The road was a single lane wide, with two-story buildings on each side and strings of power lines up above. The Agency SUV had closed to within a few car lengths of the white sedan when it made a sharp right turn and stopped.
Blocking the intersection ahead was a technical, a pickup truck with a light machine gun mounted in its bed. The improvised guntruck had become a staple of the Somali civil war, and the site of the ambush had been chosen well. The tight quarters made it nearly impossible for the Americans to reverse to safety.
The gunner opened fire with long bursts from the machine gun. Its heavy 7.62mm rounds tore through the Americans’ passenger compartments.
Clap took a round to the shoulder, and the man next to him was hit twice in the chest. The Agency SUV was peppered with bullet holes and shattered glass.

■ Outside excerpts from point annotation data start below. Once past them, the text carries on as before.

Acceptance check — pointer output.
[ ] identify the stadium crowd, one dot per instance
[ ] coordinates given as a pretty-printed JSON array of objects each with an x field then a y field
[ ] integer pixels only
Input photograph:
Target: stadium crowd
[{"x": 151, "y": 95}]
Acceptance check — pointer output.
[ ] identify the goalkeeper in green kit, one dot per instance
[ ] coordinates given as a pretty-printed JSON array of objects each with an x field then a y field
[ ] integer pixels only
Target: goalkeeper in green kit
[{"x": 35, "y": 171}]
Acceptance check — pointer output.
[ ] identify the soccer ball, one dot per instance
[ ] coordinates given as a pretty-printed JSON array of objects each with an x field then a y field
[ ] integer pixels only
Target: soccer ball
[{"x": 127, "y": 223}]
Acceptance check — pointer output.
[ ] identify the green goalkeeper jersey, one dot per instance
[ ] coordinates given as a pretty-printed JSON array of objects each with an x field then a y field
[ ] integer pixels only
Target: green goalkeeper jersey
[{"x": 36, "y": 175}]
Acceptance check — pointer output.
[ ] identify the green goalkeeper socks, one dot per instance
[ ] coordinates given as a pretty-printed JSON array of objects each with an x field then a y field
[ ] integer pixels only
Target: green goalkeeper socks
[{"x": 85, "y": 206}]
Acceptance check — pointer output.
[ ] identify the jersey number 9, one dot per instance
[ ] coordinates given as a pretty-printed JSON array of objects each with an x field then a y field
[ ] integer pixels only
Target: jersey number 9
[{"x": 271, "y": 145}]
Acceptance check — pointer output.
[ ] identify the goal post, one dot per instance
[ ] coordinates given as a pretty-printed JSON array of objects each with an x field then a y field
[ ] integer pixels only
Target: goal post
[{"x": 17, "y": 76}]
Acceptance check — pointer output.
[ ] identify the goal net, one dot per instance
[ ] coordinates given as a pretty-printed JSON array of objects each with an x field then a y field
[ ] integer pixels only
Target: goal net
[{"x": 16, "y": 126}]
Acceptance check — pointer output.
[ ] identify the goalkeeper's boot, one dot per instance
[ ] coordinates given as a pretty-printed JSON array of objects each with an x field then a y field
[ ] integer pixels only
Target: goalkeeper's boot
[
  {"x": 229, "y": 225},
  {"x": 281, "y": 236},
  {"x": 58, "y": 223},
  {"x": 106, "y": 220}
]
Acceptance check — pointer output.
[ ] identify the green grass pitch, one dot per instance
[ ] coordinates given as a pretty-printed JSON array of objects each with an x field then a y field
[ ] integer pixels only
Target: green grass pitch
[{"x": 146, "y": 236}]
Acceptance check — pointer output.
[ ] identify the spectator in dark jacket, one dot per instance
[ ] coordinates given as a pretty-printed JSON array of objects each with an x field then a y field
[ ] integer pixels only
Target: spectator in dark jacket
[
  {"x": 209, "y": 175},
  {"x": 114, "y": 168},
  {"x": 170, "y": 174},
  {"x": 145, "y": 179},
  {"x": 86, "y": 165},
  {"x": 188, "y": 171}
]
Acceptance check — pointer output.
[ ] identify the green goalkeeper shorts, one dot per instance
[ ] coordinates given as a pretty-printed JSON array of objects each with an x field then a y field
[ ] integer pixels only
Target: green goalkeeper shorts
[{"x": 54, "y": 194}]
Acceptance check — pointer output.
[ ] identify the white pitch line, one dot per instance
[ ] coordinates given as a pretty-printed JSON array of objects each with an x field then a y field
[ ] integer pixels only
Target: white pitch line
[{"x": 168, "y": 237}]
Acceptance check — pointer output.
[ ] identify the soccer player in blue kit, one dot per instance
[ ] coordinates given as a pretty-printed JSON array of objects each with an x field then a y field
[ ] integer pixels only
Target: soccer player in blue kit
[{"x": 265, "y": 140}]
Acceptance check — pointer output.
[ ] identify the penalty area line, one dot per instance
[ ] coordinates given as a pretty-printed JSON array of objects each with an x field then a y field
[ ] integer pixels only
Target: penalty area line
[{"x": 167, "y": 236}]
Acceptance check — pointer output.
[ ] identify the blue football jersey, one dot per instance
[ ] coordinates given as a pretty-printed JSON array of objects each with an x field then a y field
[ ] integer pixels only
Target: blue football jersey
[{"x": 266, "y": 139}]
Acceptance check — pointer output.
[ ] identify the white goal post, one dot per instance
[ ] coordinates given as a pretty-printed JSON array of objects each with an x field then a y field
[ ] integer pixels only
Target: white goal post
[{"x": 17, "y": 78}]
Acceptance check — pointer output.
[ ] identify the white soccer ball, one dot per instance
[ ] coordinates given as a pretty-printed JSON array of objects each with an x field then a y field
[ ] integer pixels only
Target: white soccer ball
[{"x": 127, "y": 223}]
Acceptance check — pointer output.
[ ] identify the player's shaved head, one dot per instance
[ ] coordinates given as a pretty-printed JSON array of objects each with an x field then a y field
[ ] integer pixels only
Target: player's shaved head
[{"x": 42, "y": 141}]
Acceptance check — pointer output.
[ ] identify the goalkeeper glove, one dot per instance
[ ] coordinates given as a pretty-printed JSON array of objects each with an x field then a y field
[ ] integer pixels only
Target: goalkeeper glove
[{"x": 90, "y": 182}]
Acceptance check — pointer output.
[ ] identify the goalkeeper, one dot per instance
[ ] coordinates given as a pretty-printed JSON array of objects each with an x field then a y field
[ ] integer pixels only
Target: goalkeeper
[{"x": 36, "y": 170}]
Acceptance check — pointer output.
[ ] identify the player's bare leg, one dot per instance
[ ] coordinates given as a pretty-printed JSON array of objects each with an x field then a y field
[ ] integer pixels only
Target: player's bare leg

The Ground Branch contractor in the front seat was killed instantly when a round tore out his throat.
Another operative leaned out his window and smoked the technical’s gunner with three quick rounds to the face.
It bought the two CIA vehicles enough time to back out of the alley, but Jake was gone.
SIXTY-ONE
THE WHITE SEDAN swerved around a corner and accelerated. Pocked with bullet holes, it made close to seventy miles per hour through the narrow streets as it sped across two intersections and turned into a junkyard. Workers unloading bags of trash from a garbage truck pretended not to notice Nacay and the two gunmen who stepped out of the back seat.